This project focuses on optimizing the layout of wireless sensor networks (WSNs) using the Honey Bee Colony Optimization (HBCO) algorithm. The primary objective is to find an optimal sensor placement that minimizes energy consumption, maximizes coverage, and enhances the efficiency of the WSN.
The proposed method leverages the behavior of bees to find the optimal locations for sensor nodes. Bees are deployed to explore the search space and communicate the most promising locations. This approach balances exploration and exploitation of the solution space, ultimately leading to an efficient layout for the WSN.

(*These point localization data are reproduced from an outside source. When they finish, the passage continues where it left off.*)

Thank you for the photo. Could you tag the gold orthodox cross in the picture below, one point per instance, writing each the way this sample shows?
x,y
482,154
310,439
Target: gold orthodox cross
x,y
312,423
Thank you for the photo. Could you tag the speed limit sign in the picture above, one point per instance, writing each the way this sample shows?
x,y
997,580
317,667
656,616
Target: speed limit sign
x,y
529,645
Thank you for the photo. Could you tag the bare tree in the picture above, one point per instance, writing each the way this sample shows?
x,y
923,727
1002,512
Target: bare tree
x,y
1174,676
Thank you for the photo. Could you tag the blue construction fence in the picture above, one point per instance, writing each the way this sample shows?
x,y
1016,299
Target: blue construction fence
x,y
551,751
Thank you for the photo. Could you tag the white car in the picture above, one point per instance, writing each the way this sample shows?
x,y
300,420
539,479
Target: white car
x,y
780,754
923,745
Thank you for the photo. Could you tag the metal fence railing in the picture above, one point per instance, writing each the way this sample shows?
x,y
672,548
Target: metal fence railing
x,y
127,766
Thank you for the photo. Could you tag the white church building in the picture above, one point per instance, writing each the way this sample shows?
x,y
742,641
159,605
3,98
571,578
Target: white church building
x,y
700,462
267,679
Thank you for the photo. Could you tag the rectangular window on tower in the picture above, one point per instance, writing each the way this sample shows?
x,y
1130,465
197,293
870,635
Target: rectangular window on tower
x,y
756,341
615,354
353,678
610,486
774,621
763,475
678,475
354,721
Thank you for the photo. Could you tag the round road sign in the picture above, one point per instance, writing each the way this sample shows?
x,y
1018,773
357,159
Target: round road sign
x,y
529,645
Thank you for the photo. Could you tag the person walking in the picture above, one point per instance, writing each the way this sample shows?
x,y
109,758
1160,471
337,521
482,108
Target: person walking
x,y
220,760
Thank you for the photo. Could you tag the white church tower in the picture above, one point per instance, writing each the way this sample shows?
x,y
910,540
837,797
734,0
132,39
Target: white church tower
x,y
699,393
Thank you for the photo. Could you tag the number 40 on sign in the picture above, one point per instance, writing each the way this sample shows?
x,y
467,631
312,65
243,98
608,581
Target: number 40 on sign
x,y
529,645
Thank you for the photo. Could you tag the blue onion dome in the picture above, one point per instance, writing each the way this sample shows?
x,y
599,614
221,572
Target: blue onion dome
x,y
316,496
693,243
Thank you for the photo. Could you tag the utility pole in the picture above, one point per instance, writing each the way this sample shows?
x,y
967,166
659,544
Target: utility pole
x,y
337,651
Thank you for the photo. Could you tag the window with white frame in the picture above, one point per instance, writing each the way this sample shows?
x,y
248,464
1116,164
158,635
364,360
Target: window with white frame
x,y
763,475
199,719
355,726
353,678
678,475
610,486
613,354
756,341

For a comprehensive evaluation, this project includes the implementation and comparison of various optimization algorithms, including:
- Binary Ant Colony Optimization (BA)
- Improved Harmony Search (iHS)
- Binary Biogeography-Based Optimization (bbO)
- Harmony Search (HS)
- Genetic Algorithm (GA)
These algorithms are implemented in MATLAB and compared against the HBCO-based layout optimization. The comparative analysis will help identify the strengths and weaknesses of each algorithm, allowing for a better understanding of their performance in the context of WSN layout optimization.
- Ensure you have MATLAB installed on your system.
- Download the project files from this repository.
- Open MATLAB and navigate to the project directory.
- Run the respective MATLAB scripts for each optimization algorithm to observe and compare the results.
Contributions to this project are welcome! If you have any suggestions, improvements, or additional algorithms to include in the comparative analysis, feel free to open an issue or submit a pull request.
This project is licensed under the MIT License - see the LICENSE file for details.
Note: This readme file provides an overview of the project. For detailed information and code implementations, please refer to the project files.